The patch really seems old, there are too much conflicts as I tried to apply it.

rampitec updated this revision to Diff 96091.Apr 20 2017, 9:32 PM
rampitec marked 2 inline comments as done.

Removed live-in logic since M0 end up reserved anyway.

vpykhtin accepted this revision.Apr 21 2017, 4:10 AM

Looks very good now! Thanks!

This revision is now accepted and ready to land.Apr 21 2017, 4:10 AM
rampitec updated this revision to Diff 96191.Apr 21 2017, 11:36 AM

Removed temp iterator copies before erase() since there is a sequence point before the actual call.

arsenm added inline comments.Apr 21 2017, 12:27 PM
lib/Target/AMDGPU/SIFixSGPRCopies.cpp
391 ↗(On Diff #96191)

typo diffeernt

409 ↗(On Diff #96191)

list is weird. vector or SmallVector?

rampitec updated this revision to Diff 96199.Apr 21 2017, 12:30 PM
rampitec marked an inline comment as done.

Fixed typo in comment.

rampitec updated this revision to Diff 96202.Apr 21 2017, 12:37 PM
rampitec marked an inline comment as done.

Reverted back to SmallVector for clobbers, it does not need to be list.

rampitec added inline comments.Apr 21 2017, 4:46 PM
lib/Target/AMDGPU/SIRegisterInfo.cpp
150 ↗(On Diff #95913)

Actually D30227 should have the same issues with phys live-ins (and have them according to its description), so it also shall fail verification unless M0 is reserved.

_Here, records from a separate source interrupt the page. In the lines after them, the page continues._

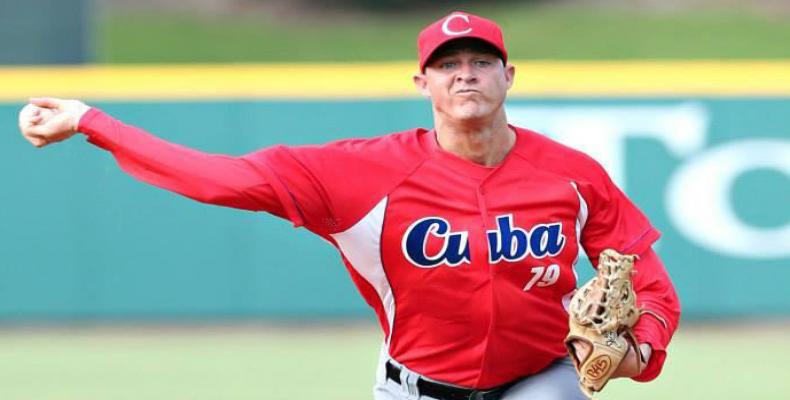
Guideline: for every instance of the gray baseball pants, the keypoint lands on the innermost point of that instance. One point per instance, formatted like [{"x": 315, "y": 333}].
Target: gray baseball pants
[{"x": 557, "y": 382}]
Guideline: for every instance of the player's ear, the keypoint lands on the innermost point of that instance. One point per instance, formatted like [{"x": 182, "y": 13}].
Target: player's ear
[
  {"x": 421, "y": 83},
  {"x": 510, "y": 74}
]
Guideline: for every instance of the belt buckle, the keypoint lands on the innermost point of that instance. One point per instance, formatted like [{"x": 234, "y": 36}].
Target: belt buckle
[{"x": 477, "y": 395}]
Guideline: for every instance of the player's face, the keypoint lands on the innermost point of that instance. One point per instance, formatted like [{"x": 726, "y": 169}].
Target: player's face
[{"x": 466, "y": 84}]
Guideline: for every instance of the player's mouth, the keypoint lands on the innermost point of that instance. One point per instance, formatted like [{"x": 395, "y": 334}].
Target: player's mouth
[{"x": 466, "y": 91}]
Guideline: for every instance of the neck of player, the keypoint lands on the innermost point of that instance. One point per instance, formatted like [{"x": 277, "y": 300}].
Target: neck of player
[{"x": 485, "y": 142}]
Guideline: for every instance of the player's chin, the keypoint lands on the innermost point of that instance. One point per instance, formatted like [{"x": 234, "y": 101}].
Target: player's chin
[{"x": 471, "y": 112}]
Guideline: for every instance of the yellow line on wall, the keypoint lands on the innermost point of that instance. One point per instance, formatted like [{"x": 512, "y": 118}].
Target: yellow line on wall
[{"x": 391, "y": 80}]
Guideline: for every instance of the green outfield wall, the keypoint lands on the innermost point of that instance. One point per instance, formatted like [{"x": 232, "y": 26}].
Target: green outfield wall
[{"x": 79, "y": 239}]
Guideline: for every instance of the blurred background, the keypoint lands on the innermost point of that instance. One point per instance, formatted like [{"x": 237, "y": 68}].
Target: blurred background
[{"x": 110, "y": 289}]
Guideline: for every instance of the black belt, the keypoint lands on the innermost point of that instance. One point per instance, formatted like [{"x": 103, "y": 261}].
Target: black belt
[{"x": 447, "y": 392}]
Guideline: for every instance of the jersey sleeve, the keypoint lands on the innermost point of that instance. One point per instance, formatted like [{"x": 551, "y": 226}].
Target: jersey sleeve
[
  {"x": 327, "y": 188},
  {"x": 656, "y": 295},
  {"x": 210, "y": 178},
  {"x": 613, "y": 221}
]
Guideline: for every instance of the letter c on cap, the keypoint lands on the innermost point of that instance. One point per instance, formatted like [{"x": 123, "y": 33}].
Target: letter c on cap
[{"x": 446, "y": 25}]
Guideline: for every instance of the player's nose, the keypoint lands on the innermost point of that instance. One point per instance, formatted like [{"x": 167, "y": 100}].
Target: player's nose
[{"x": 466, "y": 73}]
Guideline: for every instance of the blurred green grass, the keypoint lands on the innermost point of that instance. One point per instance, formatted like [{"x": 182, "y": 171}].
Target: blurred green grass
[
  {"x": 706, "y": 362},
  {"x": 532, "y": 32}
]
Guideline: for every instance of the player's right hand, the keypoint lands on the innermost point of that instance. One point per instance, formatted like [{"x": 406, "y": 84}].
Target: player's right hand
[{"x": 49, "y": 120}]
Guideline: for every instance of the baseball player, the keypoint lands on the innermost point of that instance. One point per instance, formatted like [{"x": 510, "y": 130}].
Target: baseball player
[{"x": 462, "y": 238}]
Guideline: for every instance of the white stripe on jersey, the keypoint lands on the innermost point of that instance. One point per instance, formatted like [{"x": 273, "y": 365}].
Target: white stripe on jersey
[
  {"x": 361, "y": 245},
  {"x": 581, "y": 220}
]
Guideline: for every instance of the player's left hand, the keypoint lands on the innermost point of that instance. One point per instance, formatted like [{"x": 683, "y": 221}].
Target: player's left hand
[
  {"x": 48, "y": 120},
  {"x": 629, "y": 366}
]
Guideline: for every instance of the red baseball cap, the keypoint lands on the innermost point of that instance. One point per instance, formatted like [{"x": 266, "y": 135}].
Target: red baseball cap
[{"x": 458, "y": 25}]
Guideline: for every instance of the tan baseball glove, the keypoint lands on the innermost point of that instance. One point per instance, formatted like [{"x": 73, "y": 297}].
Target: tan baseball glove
[{"x": 602, "y": 313}]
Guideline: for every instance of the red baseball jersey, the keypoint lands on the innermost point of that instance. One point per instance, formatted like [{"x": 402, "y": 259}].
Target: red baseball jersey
[{"x": 469, "y": 268}]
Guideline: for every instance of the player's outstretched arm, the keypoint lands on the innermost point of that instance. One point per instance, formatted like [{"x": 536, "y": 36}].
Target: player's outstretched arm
[
  {"x": 210, "y": 178},
  {"x": 49, "y": 120}
]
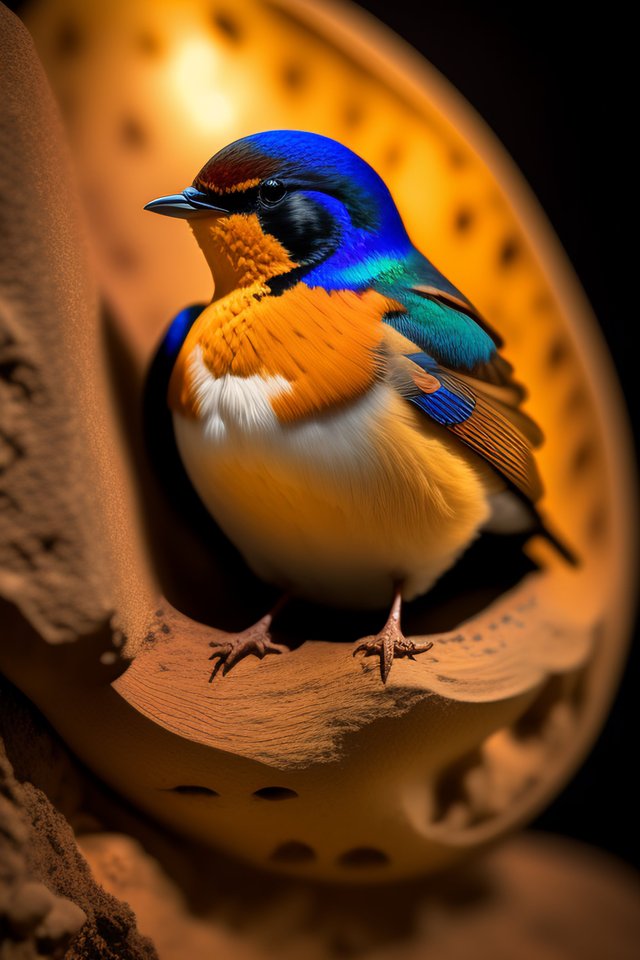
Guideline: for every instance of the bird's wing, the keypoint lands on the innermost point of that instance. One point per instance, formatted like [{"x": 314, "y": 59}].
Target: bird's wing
[{"x": 452, "y": 371}]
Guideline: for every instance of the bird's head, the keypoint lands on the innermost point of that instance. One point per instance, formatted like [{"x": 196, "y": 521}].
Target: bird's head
[{"x": 285, "y": 201}]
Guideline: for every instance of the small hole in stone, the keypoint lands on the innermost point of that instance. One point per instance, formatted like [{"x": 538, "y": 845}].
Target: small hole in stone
[
  {"x": 193, "y": 790},
  {"x": 577, "y": 401},
  {"x": 509, "y": 251},
  {"x": 583, "y": 457},
  {"x": 464, "y": 219},
  {"x": 275, "y": 793},
  {"x": 558, "y": 353},
  {"x": 228, "y": 25},
  {"x": 363, "y": 857},
  {"x": 293, "y": 851},
  {"x": 457, "y": 158},
  {"x": 597, "y": 524}
]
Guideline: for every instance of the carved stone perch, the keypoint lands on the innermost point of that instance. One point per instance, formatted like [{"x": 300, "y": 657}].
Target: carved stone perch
[{"x": 302, "y": 763}]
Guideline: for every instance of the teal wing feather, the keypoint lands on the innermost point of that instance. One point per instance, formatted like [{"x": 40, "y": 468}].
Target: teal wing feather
[{"x": 456, "y": 375}]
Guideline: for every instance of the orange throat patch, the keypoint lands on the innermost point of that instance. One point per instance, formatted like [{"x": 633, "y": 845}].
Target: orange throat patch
[
  {"x": 326, "y": 345},
  {"x": 238, "y": 252}
]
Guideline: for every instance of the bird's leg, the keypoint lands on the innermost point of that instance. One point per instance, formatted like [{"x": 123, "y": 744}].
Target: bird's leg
[
  {"x": 391, "y": 642},
  {"x": 256, "y": 639}
]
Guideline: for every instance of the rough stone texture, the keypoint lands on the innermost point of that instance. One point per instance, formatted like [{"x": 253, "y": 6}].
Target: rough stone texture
[
  {"x": 55, "y": 533},
  {"x": 50, "y": 905}
]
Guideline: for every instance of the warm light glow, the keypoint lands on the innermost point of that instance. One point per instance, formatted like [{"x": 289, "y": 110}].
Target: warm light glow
[{"x": 194, "y": 74}]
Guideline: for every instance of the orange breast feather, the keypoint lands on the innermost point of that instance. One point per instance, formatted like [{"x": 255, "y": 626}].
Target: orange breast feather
[{"x": 326, "y": 345}]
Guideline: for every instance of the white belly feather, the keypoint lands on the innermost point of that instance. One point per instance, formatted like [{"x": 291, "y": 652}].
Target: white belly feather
[{"x": 338, "y": 507}]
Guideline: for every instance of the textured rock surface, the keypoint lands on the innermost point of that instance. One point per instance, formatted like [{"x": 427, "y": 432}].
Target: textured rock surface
[
  {"x": 50, "y": 904},
  {"x": 55, "y": 534}
]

Two patches are not different here, the problem is not in the approach, but in the very fact of physreg live-in to a block.

I can remove reserveRegisterTuples, restore live-in generation and result will be the same as in D30227, it will work, but will not pass verification. Reserving M0 allows it to pass.

arsenm added inline comments.Apr 21 2017, 4:51 PM
lib/Target/AMDGPU/SIRegisterInfo.cpp
150 ↗(On Diff #95913)

I think the point of mostly handling in the DAG was the generic instremitter handled figuring out where live in phys regs was absolutely necessary. I also went through a few iterations where m0 wasn't live in, but there was a copy from the one initialized register in the prolog

rampitec added inline comments.Apr 21 2017, 4:54 PM
lib/Target/AMDGPU/SIRegisterInfo.cpp
150 ↗(On Diff #95913)

The code I have removed did minimal live-in attribution (i.e. where absolutely necessary). That still does not change the fact that phys live-in only expected in entry and ehpad.

arsenm accepted this revision.Apr 24 2017, 11:52 AM

LGTM

This revision was automatically updated to reflect the committed changes.